Le PDG de Sonelgaz, Nourredine Boutarfa, a promis un été sans tensions sur l’approvisionnement en électricité : Les premiers délestages estivaux sont déjà intervenus dans la couronne algéroise la première semaine du Ramadhan. Le risque d’une tension plus forte est latent. C’est l’occasion de rappeler ici la déroute stratégique de Youcef Yousfi, le ministre du Carbone, qui a inauguré à Adrar, cette semaine, la première ferme éolienne algérienne. En 2014, le pays n’a toujours pas fait décoller son industrie du solaire thermique. La porte d’entrée du renouvelable partout dans le monde. Utiliser du gaz, et donc de l’électricité, et inversement de l’électricité et donc du gaz, pour chauffer l’eau durant l’été est un geste économiquement absurde dans un pays comme l’Algérie entre mai et octobre.

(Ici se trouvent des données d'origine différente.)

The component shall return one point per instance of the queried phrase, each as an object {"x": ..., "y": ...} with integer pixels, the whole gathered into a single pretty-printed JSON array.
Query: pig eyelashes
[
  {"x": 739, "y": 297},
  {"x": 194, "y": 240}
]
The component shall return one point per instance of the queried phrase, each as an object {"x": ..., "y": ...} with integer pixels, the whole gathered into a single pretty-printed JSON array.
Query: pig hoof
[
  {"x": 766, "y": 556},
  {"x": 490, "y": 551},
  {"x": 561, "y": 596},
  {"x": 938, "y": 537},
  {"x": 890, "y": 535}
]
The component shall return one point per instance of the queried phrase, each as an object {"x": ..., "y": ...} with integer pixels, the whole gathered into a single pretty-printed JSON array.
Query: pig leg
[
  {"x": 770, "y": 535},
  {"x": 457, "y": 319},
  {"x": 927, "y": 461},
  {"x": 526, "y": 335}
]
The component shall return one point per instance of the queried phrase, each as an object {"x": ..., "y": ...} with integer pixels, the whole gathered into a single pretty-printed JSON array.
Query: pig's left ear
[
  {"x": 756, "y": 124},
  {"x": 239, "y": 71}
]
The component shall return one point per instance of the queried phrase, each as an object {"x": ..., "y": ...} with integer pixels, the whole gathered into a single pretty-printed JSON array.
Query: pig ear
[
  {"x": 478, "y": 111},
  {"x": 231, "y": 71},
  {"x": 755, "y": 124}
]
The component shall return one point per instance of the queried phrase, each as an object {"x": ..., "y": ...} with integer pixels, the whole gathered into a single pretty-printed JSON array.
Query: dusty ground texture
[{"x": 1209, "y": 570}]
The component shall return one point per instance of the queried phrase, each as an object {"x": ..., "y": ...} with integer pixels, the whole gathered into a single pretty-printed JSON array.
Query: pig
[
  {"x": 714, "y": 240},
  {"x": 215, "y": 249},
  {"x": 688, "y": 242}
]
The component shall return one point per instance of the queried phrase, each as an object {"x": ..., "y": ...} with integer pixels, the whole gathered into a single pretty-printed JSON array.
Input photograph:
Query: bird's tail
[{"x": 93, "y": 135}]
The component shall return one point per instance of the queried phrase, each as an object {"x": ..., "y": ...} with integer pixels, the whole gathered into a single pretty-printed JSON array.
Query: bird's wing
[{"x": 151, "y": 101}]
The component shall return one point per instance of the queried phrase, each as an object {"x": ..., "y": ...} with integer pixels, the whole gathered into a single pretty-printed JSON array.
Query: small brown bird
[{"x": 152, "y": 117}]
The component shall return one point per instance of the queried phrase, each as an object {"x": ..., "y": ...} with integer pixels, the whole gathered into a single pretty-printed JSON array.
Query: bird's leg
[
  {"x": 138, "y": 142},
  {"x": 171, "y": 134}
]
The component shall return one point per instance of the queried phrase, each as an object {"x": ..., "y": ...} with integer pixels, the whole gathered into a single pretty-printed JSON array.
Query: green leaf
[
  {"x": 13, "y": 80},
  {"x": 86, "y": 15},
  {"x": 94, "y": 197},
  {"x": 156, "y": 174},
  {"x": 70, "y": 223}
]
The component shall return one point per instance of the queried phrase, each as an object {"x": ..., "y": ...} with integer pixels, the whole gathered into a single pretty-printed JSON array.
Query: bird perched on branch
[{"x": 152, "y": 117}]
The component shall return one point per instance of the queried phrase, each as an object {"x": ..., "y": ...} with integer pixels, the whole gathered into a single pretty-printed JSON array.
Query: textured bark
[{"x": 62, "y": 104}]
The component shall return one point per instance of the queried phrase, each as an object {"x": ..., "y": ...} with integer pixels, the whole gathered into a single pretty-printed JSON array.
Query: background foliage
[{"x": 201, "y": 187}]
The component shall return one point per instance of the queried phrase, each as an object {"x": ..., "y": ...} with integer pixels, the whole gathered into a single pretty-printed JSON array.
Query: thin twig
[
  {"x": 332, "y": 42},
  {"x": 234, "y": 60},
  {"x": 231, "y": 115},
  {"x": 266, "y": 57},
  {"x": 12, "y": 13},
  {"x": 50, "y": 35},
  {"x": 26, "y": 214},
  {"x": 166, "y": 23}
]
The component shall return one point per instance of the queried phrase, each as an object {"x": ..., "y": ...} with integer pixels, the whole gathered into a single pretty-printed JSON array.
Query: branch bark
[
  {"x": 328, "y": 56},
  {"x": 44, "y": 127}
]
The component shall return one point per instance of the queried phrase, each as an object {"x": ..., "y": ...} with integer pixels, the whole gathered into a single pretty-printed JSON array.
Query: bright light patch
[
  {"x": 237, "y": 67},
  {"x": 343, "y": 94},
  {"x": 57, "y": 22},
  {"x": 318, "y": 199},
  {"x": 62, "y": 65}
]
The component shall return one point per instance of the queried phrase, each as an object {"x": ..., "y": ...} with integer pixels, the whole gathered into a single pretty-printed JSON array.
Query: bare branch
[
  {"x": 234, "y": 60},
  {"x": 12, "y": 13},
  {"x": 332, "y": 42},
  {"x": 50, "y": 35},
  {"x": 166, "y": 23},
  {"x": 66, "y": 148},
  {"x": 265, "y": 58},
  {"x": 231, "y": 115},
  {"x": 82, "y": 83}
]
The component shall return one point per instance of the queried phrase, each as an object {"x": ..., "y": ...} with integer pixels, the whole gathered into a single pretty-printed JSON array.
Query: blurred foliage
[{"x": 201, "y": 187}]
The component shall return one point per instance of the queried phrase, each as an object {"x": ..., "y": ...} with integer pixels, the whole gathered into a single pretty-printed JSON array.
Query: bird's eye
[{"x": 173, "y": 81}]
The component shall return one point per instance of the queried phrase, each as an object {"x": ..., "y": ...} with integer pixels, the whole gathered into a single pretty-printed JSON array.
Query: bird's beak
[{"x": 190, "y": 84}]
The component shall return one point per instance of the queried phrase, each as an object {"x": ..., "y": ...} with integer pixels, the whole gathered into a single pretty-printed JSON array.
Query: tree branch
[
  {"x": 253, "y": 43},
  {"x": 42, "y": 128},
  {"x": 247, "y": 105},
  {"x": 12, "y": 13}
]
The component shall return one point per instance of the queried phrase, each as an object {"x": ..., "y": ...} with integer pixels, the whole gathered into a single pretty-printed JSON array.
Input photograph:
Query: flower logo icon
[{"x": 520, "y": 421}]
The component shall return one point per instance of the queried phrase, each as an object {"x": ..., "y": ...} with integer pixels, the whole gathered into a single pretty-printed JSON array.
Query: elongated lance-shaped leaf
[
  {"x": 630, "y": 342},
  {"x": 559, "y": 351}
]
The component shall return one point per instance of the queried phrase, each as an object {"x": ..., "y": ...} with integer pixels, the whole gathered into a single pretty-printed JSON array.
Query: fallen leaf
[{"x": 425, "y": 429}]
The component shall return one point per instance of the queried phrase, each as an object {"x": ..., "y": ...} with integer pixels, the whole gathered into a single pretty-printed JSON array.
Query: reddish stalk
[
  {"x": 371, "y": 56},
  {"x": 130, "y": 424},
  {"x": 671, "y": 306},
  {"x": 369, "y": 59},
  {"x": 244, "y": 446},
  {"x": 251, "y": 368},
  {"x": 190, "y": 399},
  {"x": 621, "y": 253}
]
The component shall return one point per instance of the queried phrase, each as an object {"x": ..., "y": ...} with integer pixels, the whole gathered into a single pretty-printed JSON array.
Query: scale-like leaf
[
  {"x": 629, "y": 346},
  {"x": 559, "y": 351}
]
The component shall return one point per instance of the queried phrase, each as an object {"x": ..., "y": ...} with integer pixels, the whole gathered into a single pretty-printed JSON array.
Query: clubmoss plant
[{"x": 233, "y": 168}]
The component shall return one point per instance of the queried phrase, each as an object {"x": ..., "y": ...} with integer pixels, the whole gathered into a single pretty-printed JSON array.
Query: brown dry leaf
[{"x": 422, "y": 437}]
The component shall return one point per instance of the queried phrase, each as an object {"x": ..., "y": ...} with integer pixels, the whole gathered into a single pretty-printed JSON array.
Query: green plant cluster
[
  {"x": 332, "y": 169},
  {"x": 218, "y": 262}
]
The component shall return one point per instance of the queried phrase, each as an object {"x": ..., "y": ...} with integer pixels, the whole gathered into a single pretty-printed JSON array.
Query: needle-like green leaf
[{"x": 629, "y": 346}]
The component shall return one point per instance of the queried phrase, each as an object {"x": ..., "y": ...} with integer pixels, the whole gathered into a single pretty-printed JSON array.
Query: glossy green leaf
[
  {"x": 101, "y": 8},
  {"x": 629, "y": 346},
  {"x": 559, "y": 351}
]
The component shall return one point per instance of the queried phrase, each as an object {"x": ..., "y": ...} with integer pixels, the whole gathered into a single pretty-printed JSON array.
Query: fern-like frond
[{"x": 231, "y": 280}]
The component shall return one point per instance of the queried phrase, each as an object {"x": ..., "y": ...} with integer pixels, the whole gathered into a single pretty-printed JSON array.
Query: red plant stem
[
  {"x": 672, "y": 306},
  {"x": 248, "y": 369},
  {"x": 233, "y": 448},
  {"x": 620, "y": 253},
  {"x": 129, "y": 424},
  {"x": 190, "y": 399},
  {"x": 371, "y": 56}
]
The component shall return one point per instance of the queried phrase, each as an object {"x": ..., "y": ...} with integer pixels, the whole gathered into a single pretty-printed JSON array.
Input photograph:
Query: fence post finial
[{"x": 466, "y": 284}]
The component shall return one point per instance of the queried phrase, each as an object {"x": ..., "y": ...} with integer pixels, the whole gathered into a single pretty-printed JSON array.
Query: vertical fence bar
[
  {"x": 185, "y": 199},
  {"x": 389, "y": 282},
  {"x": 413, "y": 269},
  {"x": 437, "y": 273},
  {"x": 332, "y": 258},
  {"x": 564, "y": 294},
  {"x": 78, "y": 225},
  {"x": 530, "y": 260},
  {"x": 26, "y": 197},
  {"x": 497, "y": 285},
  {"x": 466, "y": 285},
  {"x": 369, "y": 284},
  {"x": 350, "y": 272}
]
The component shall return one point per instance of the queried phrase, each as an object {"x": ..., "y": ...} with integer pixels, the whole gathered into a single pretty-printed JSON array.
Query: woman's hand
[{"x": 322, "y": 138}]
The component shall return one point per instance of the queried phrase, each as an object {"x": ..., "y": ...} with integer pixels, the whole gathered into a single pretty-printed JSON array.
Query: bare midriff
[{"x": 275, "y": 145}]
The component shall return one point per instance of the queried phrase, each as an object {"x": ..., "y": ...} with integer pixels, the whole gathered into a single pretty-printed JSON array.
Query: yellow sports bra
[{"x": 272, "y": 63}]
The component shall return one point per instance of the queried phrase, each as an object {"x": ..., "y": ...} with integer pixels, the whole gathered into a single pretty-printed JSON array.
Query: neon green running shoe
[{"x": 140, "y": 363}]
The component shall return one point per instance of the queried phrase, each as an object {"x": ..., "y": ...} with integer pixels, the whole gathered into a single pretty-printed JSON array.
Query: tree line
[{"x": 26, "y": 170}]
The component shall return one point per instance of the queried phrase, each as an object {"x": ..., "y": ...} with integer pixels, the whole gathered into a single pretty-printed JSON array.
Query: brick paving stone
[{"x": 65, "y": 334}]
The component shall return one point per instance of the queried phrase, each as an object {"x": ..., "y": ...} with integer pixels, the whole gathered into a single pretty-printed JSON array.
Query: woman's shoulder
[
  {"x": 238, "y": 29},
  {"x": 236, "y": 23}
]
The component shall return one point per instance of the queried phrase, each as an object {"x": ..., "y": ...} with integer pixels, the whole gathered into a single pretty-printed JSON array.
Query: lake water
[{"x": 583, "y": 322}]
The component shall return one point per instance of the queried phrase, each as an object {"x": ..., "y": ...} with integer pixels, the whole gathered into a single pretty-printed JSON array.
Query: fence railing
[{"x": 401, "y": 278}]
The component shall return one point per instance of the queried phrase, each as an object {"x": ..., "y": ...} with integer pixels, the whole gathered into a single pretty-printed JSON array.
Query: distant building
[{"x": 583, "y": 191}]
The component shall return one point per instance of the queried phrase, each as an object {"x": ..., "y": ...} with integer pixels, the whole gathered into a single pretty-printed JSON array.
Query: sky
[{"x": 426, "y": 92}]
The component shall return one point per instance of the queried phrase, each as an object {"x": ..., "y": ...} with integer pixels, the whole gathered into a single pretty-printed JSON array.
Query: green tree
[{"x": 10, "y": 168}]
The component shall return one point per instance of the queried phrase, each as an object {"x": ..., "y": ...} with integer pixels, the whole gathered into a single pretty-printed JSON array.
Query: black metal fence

Le mécanisme d’aide à l’installation des chauffe-eau solaires est peu connu, peu incitatif et trop centralisé (Aprue). Bref, c’est un échec aussi tonitruant que l’opération Ousratic. Sauf que, combiné à la gestion de Chakib Khelil, ses conséquences sont dramatiques sur l’accélération de l’épuisement de Hassi R’mel. Le gouvernement n’a pas de feuille de route sur les énergies renouvelables. Pas de ministre de l’Environnement digne, un ministre de l’Energie qui pense que le gaz de schiste est la solution. Que dit la théorie économique ici ? Rien. Elle n’a jamais prévu un tel aveuglement chez des acteurs publics.